Clarice Lispector foi alimentando a leitura feminina com a publicação de crónicas, em diferentes jornais, desde o tempo de faculdade até ao final da sua carreira, com epicentro nos anos 50. Para desenhar a linha de fronteira entre o seu registo literário e os textos femininos, assumiu os pseudónimos Helen Palmer, Tereza Quadros e Ilka Soares. É a coletânea desses trabalhos que podemos ler de uma assentada no livro Correio para Mulheres, uma fusão de textos antes publicados em Correio Feminino e Só para Mulheres. A verdade é que neste Correio para Mulheres, ao lado das dicas de beleza e sobre como atrair maridos, Clarice deixa inevitavelmente transparecer aquilo que ela é, num estilo literário inconfundível. E até porque para Clarice, a sua página, a sua crónica, era a principal razão pela qual o jornal devia ser lido.

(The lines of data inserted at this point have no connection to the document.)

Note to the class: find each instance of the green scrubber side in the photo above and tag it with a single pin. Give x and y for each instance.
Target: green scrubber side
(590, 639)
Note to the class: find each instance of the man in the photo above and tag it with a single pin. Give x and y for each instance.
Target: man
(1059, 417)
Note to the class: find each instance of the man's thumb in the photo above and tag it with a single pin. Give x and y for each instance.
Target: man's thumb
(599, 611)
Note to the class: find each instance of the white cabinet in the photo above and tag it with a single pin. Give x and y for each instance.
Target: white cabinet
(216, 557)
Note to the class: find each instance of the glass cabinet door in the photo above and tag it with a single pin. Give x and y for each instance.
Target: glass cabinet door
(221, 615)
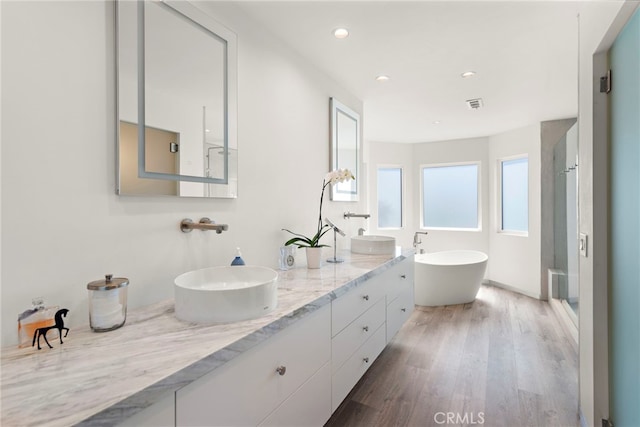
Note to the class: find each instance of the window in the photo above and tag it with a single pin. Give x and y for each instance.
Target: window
(450, 196)
(514, 186)
(389, 197)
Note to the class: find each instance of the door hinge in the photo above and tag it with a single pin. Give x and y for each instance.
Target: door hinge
(605, 83)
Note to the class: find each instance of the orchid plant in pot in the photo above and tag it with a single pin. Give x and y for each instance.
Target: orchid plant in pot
(302, 241)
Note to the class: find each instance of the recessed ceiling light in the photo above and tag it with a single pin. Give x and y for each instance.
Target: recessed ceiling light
(341, 33)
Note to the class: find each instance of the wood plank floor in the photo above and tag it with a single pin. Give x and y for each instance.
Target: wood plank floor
(503, 360)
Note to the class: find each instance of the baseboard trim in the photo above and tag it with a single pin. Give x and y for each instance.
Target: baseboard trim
(511, 288)
(568, 324)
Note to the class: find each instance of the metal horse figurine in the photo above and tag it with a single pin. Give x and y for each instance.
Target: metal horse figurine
(42, 332)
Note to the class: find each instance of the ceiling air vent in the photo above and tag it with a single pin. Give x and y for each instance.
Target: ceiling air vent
(474, 104)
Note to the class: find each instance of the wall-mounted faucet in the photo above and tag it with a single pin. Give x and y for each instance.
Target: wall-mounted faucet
(187, 225)
(352, 215)
(416, 238)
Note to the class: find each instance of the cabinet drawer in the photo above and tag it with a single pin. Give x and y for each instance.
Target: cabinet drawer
(399, 311)
(353, 336)
(348, 375)
(310, 405)
(399, 277)
(246, 389)
(355, 302)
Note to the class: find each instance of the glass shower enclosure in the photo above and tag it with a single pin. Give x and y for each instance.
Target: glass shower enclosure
(566, 237)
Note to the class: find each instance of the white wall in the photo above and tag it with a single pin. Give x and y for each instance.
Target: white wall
(62, 224)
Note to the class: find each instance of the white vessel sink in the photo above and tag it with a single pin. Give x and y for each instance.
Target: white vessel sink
(225, 294)
(373, 245)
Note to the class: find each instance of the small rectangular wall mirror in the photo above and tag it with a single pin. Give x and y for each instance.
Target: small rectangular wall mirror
(177, 76)
(345, 149)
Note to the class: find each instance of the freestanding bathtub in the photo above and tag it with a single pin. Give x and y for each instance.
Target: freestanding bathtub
(449, 277)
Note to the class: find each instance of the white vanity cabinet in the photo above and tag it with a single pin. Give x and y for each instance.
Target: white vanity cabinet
(299, 376)
(280, 381)
(400, 299)
(364, 321)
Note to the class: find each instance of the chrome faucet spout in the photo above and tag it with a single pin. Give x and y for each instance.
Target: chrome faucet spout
(416, 238)
(354, 215)
(187, 225)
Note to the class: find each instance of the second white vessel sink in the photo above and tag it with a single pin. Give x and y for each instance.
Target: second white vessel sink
(225, 294)
(373, 245)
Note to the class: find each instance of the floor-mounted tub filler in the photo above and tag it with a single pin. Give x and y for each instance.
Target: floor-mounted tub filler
(449, 277)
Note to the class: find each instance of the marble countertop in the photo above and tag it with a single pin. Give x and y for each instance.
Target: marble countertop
(104, 378)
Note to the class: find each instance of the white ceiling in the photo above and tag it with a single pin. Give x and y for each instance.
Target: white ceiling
(525, 54)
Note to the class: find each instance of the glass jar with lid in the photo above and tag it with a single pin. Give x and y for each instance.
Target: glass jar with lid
(107, 303)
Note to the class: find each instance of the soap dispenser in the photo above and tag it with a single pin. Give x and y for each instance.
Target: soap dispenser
(238, 259)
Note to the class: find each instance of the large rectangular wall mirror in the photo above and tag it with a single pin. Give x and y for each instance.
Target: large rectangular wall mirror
(345, 149)
(176, 101)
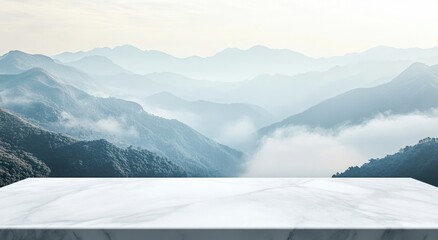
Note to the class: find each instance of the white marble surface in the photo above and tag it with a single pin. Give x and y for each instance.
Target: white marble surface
(218, 203)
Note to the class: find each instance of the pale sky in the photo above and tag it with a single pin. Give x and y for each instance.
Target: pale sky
(200, 27)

«A mulher elegante é discreta. Sua superioridade está nos detalhes, cuidados na harmonia das cores, no bom gosto nos acessórios». «Seja discreta, e veja como os que a cercam tomarão a iniciativa de colocá-la em lugar de destaque, desde que você possua qualidades para isso». Eis alguns conselhos transmitidos por Clarice na sua forma airosa de, a propósito de sedução e beleza, passar ensinamentos de maior profundidade. «Aprender tem qualquer coisa de milagroso». Outra frase que nas crónicas femininas claricianas vemos misturada com outras mais prosaicas e só aparentemente superficiais, deixando denunciar o seu verdadeiro estilo.
O tom do conselho deixa transparecer uma consolidada experiência de vida: «Não grites para impor tuas ideias: atingirás o seu objetivo com bondade e ternura… Guerreando, jamais a mulher ganhou uma batalha». Evoluindo para uma apologia do ser humano (e não apenas sobre a mulher), defende que a «pessoa deveria fazer de vez em quando uma revisão de si mesma». Correio para Mulheres mantém-nos mergulhados num mar de dicas sobre a mulher que fomos, a que somos e a que queremos ser. É um apelo feminista a que sejamos mulher sem dó nem piedade. Mas, igualmente, sem caprichos. Sem manhas contraproducentes.
O que Clarice faz no conjunto das suas crónicas femininas é, em síntese, advogar sobre as condições de um «lugar bom para “ser”». Assim seja.
Sobre Clarice Lispector
Clarice Lispector nasce em 1920, numa aldeia da Ucrânia e com os pais, judeus, em trânsito na tentativa de alcançar a América. Acabam por rumar ao Brasil (Maceió, Recife e depois Rio de Janeiro). Em 1937, estabelecida no Rio de Janeiro, Clarice inicia o curso de licenciatura em Direito e em 1940 começa a publicar na imprensa os primeiros contos. No mesmo ano, introduz-se como repórter na Agência Nacional. Em 1943, casa com um colega de curso, Maury Gurgel Valente, e a partir de 1944 sai do Rio de Janeiro para acompanhar o marido, que se torna diplomata. Belém (Brasil), Nápoles (Itália), Berna (Suíça), Torquay (Inglaterra) e Washington (EUA) são as cidades onde residiu ao longo das diferentes missões diplomáticas do marido. Em 1959, regressa definitivamente ao Brasil e já sem casamento. Passa então a marcar presença na imprensa com as suas crónicas femininas, assinadas com pseudónimos. O restabelecimento no Brasil coincide com um período de grande maturidade literária. Em 1966, deflagra um incêndio no seu apartamento, o que provoca gravíssimos transtornos e a leva a uma nova atitude na escrita. Entre 1967 e 1973, colabora com a publicação de uma crónica semanal no Jornal do Brasil, revelando-se a coletânea das suas diferentes crónicas um importante testemunho da evolução do seu pensamento como mulher e escritora. Em 1977, dá a sua única entrevista à televisão, na qual reitera a força e o rasgo das suas ideias, embora já visivelmente com uma clara fragilidade física. Nesse ano, um dia antes do seu aniversário, a 9 de dezembro, morre vítima de um cancro no ovário.